Posted by Stephen Zeoli
May 10, 2019 at 05:03 PM
I generally try to avoid subscriptions, but I am desperate for a simple Bento database alternative. I am using TapForms now, but it is way more complex than I need, especially since I only need it sporadically, therefore the routines don’t become second nature. That’s why I am going to see what DataOrganizer becomes. Trust me, if there isn’t significant movement toward becoming the app I need after one year, I won’t re-subscribe.
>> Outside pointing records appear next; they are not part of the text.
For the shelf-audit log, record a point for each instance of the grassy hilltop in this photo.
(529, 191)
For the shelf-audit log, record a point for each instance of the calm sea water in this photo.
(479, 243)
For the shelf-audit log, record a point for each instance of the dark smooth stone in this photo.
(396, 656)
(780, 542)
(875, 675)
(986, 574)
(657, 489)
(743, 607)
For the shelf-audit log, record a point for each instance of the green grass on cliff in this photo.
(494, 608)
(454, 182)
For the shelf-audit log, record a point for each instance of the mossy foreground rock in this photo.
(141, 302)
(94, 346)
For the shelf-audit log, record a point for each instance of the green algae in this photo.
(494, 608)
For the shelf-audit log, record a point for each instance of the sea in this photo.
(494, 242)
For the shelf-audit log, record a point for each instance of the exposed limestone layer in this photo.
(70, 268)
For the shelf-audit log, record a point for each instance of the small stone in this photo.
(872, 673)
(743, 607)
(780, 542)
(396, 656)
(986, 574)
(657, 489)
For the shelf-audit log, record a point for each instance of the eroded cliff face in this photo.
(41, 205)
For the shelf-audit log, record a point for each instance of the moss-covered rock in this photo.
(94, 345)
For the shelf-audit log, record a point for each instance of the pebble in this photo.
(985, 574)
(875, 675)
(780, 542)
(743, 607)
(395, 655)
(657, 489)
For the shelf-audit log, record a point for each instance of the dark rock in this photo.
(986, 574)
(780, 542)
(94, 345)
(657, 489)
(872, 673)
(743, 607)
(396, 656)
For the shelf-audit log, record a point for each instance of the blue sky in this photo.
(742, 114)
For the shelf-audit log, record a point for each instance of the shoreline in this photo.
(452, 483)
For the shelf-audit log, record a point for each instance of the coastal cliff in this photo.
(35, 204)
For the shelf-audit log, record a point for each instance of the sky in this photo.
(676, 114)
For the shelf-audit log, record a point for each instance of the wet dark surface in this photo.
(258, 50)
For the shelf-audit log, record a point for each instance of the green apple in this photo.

I have to say I expected that the people on this forum would be generous with developers. And I wasn’t wrong.
Steve Z
Posted by Paul Korm
May 10, 2019 at 07:05 PM
The only subscription I have that regularly results in new features is Tinderbox. I think I started the annual payments during v5 and since then v6, v7, and v8, all with sophisticated features, have come along. I trust Mark Bernstein, and have no doubt he will deliver innovation and tell us when he no longer can. (May he live long and prosper.)
In other cases, less so. I paid in advance and was burned on the “Butler 5” scam—it never materialized—and for MailMate 2, which eventually showed up as an apparently perpetual beta. The few times I fell for crowdfunded gizmos on Kickstarter, the things that were ultimately produced were underwhelming. I think the lesson is not “avoid ill-willed developers”—though their being overly confident might be an issue—the lesson is don’t fall for tech bloggers flogging vaporware.
Dellu wrote:
>But, paying for a software just hoping the developer will bring the
>feature I like—sounds a very risky investment.
Posted by Luhmann
May 11, 2019 at 10:10 AM
I bought a lifetime subscription to outlinely for this reason, but I regret it as I think the app will never live up to its potential. Generally I only pay for what I actually use.
Posted by jaslar
May 11, 2019 at 06:50 PM
I’ve done this a lot over the years, paying for software I don’t use just because I want to encourage the development of tools I admire, and acknowledge the work that goes into it. It probably doesn’t provide significant income to the programmers, but maybe it buys them a nice lunch.